Rivaroxaban was ceased, and a Doppler ultrasound was repeated which showed no ongoing features of deep vein thrombosis. His hormonal profile indicated panhypopituitarism, with very low random cortisol, borderline low fT4 without TSH elevation, and very low testosterone with low LH.

Hormonal replacement therapy with IV hydrocortisone 100 mg QID was initiated,  followed by oral cortisone acetate 25 mg bd.

The patient gradually exhibited neurological symptoms with reduced peripheral vision in the next 2 days, in spite of discontinuation of anticoagulation.

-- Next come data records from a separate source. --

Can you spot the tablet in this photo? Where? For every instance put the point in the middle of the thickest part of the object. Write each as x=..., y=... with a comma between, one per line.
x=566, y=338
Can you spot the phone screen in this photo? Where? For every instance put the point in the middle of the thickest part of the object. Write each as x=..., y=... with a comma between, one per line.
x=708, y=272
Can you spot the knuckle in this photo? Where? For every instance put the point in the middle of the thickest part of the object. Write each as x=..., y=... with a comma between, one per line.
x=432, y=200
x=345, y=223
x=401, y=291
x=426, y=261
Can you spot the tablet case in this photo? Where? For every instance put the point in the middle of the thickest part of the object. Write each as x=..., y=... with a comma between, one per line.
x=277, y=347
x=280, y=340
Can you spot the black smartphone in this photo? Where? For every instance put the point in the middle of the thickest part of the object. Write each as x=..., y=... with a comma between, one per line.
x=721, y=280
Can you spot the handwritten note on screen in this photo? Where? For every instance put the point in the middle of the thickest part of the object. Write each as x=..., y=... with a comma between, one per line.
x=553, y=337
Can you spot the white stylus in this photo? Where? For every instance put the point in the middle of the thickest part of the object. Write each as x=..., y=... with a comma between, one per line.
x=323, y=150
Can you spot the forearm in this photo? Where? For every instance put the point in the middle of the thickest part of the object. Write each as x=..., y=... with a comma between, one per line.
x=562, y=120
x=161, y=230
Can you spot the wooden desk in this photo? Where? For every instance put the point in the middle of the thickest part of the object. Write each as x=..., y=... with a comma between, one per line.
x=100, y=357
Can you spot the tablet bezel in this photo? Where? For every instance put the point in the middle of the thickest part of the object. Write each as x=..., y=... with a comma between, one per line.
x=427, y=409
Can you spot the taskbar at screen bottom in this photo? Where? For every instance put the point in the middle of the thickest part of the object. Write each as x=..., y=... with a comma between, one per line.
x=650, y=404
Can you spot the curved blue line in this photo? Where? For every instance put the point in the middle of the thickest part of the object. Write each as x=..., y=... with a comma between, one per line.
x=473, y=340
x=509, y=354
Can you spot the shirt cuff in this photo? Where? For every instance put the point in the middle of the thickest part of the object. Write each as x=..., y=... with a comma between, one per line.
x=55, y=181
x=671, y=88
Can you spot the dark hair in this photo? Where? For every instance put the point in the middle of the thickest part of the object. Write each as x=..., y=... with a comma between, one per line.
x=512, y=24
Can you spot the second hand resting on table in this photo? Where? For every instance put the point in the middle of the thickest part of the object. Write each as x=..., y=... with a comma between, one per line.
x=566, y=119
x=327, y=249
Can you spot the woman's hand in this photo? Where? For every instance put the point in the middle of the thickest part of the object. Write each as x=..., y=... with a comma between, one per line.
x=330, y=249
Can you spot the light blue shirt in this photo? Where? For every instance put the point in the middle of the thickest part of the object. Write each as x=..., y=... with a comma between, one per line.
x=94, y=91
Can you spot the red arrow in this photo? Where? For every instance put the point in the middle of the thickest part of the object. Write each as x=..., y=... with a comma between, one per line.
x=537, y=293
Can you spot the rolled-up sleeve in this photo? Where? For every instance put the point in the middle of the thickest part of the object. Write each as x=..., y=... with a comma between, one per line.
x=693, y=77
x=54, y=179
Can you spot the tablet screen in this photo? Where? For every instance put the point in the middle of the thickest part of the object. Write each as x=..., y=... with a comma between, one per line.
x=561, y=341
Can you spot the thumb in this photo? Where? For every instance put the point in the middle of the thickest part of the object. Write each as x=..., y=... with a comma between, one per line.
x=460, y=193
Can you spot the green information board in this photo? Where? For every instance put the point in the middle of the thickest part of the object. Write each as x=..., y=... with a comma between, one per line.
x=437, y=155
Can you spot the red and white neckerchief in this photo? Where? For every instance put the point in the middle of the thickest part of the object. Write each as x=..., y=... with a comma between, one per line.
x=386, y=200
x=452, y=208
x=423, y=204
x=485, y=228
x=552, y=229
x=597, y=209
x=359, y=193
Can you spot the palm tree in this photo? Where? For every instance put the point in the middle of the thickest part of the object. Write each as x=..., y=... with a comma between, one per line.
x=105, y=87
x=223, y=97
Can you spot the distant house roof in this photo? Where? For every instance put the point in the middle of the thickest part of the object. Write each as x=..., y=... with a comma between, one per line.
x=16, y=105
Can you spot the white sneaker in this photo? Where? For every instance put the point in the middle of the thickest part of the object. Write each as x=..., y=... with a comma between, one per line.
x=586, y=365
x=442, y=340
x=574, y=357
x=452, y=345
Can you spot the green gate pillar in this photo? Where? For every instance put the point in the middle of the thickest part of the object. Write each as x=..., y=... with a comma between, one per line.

He underwent transphenoidal pituitary tumour resection with no significant postoperative complications.

The histological findings were of a necrotic and infarcted pituitary adenoma.

He has since been maintained on hormone replacement therapy (cortisone acetate, thyroxine, desmopressin. He is well and continues in endocrine and neurosurgical follow up.


1. Prompt recognition and management of pituitary apoplexy is essential.

2. We need to assess each case of thrombosis for risk and benefit of anticoagulation particularly in treatment of elderly patients with underlying co-morbidities.